Revoltados, os moradores do bairro se revoltaram e fizeram um protesto. Eles colocaram fogo em ônibus e em lixeiras. Agências bancárias foram danificadas. A Tropa de Choque teve que intervir para conter os manifestantes.
Segundo a família, o estudante trabalhava em uma lanchonete. “Ele não tinha preguiça de trabalhar. Ele estudava.
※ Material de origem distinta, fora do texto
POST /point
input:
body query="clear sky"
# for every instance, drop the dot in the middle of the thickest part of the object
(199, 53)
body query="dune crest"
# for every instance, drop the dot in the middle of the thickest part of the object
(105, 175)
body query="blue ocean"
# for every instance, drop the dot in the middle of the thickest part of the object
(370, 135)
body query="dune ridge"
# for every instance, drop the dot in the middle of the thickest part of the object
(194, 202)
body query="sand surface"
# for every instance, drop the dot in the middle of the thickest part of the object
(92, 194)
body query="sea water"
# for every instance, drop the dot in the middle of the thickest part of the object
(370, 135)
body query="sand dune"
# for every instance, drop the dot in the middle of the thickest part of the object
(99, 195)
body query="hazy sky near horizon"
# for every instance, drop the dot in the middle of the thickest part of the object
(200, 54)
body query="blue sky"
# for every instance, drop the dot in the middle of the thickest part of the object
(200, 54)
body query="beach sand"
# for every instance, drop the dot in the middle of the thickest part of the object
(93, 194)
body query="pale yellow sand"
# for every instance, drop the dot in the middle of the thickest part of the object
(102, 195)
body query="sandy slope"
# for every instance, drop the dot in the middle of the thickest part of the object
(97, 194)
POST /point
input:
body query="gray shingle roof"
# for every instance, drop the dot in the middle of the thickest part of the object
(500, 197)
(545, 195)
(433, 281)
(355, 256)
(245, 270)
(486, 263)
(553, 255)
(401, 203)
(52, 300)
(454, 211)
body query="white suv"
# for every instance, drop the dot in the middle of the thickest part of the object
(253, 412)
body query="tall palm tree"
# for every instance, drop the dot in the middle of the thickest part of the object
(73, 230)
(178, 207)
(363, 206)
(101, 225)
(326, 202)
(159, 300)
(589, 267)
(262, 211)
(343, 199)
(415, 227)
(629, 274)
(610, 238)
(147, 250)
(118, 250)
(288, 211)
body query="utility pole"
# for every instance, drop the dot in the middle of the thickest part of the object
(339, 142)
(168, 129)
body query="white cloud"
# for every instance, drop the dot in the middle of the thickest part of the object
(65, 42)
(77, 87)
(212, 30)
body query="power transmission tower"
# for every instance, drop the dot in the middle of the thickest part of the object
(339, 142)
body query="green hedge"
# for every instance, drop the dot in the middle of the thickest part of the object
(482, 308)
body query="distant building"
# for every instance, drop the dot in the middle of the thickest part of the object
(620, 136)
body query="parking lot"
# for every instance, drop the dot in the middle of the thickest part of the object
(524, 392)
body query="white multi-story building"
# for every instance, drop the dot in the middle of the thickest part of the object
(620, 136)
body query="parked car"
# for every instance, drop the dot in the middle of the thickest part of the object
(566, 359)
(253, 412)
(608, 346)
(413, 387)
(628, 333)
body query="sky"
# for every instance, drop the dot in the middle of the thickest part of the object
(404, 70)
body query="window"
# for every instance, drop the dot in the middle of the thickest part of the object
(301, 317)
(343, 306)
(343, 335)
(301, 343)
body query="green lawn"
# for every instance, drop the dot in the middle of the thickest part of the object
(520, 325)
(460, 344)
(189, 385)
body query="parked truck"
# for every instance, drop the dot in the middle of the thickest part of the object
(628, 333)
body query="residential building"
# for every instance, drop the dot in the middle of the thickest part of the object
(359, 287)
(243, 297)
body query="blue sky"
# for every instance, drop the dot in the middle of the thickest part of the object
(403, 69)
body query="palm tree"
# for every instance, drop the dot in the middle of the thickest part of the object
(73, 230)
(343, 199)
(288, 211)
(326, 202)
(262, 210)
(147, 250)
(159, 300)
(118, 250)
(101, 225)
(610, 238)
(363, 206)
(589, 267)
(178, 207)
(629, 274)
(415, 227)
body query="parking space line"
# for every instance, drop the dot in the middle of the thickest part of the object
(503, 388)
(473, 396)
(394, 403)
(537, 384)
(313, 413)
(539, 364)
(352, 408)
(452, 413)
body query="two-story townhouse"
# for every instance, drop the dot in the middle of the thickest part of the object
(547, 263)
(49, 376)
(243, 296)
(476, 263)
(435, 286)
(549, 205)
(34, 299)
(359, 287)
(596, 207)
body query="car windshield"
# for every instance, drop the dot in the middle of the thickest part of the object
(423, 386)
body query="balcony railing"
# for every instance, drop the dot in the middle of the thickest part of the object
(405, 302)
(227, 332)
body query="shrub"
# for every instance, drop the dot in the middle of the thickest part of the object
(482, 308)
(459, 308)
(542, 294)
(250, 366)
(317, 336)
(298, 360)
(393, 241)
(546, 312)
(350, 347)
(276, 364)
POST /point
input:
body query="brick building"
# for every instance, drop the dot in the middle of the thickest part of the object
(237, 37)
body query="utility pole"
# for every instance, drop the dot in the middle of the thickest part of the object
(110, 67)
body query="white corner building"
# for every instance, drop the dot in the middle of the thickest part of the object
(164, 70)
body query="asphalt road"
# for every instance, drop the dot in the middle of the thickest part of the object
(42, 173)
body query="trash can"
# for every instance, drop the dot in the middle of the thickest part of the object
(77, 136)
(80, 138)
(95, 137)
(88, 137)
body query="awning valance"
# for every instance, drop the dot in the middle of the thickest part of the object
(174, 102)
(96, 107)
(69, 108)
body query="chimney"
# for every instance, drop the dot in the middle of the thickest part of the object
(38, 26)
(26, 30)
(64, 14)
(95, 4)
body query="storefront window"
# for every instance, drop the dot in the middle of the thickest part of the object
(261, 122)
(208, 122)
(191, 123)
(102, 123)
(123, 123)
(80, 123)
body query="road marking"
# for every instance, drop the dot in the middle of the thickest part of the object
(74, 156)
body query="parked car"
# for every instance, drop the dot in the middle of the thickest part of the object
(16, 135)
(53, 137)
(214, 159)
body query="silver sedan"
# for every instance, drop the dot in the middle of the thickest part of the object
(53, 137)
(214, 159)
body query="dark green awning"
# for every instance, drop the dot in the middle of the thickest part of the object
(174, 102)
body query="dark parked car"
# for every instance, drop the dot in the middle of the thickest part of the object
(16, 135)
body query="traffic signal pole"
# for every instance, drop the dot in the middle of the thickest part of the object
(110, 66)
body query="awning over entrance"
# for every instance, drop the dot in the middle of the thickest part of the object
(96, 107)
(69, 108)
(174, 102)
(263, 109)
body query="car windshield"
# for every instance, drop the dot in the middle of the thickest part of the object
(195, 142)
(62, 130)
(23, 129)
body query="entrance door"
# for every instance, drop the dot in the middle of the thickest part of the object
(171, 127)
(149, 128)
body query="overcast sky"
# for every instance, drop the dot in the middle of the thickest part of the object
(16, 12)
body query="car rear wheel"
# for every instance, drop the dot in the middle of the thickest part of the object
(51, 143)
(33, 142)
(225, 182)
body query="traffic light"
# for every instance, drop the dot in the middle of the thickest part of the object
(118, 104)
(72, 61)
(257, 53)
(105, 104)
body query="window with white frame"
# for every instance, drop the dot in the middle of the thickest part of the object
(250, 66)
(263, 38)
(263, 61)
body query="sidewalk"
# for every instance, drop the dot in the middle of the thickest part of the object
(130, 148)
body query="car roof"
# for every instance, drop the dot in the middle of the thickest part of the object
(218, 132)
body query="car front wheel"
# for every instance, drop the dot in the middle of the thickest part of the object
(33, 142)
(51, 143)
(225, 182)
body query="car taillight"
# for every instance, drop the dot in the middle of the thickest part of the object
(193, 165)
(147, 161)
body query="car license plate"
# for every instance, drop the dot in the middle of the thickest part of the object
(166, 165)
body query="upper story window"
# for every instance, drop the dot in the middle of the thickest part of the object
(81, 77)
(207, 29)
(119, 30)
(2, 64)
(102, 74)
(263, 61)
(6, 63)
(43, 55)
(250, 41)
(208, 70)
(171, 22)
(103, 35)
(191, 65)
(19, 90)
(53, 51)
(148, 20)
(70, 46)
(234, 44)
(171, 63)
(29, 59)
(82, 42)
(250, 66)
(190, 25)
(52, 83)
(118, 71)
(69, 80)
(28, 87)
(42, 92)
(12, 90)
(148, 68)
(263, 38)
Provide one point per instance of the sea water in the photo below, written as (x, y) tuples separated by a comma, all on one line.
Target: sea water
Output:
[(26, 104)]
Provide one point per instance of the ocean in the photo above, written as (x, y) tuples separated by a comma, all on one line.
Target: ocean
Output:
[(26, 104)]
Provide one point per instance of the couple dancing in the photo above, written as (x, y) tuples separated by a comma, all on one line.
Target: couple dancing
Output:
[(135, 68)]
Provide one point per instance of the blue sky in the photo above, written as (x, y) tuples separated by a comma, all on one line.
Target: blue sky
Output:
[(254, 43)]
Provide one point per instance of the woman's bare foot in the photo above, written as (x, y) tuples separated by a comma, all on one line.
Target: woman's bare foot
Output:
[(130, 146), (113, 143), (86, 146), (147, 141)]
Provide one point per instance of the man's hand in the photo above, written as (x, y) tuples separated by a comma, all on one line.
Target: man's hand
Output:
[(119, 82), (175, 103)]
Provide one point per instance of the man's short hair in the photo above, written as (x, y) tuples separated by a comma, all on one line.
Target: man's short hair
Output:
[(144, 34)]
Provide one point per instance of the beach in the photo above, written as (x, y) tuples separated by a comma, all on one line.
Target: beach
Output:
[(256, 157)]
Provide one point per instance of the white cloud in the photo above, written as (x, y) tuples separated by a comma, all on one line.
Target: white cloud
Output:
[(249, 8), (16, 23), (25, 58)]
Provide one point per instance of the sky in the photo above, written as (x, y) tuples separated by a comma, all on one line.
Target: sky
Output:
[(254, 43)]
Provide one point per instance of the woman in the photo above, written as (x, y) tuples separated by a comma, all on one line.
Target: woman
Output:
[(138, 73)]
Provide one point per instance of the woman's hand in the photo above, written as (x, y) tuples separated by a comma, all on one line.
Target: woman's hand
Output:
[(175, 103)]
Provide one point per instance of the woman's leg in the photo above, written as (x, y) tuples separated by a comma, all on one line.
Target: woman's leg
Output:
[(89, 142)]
Estava no 3º ano”. No boletim de ocorrência, ele passava perto de um bar, quando policiais verificavam uma reclamação de perturbação do sossego.
Rua Bacurizinho, local do protesto
O som de um carro tocava funk em um volume muito alto na Rua Bacurizinho, esquina com a Avenida Mendes da Rocha. Os PMs abordaram Douglas e o irmão de 13 anos. Foi nesse momento que o disparo ocorreu. Douglas foi levado ao hospital, mas não resistiu.
“Já chegaram, deu o tiro dentro do carro. Não falou nada, não teve nem reação o meu irmão”, disse uma testemunha. O policial disse que o tiro foi acidental. Ele foi autuado em flagrante por homicídio culposo, quando não há intenção de matar.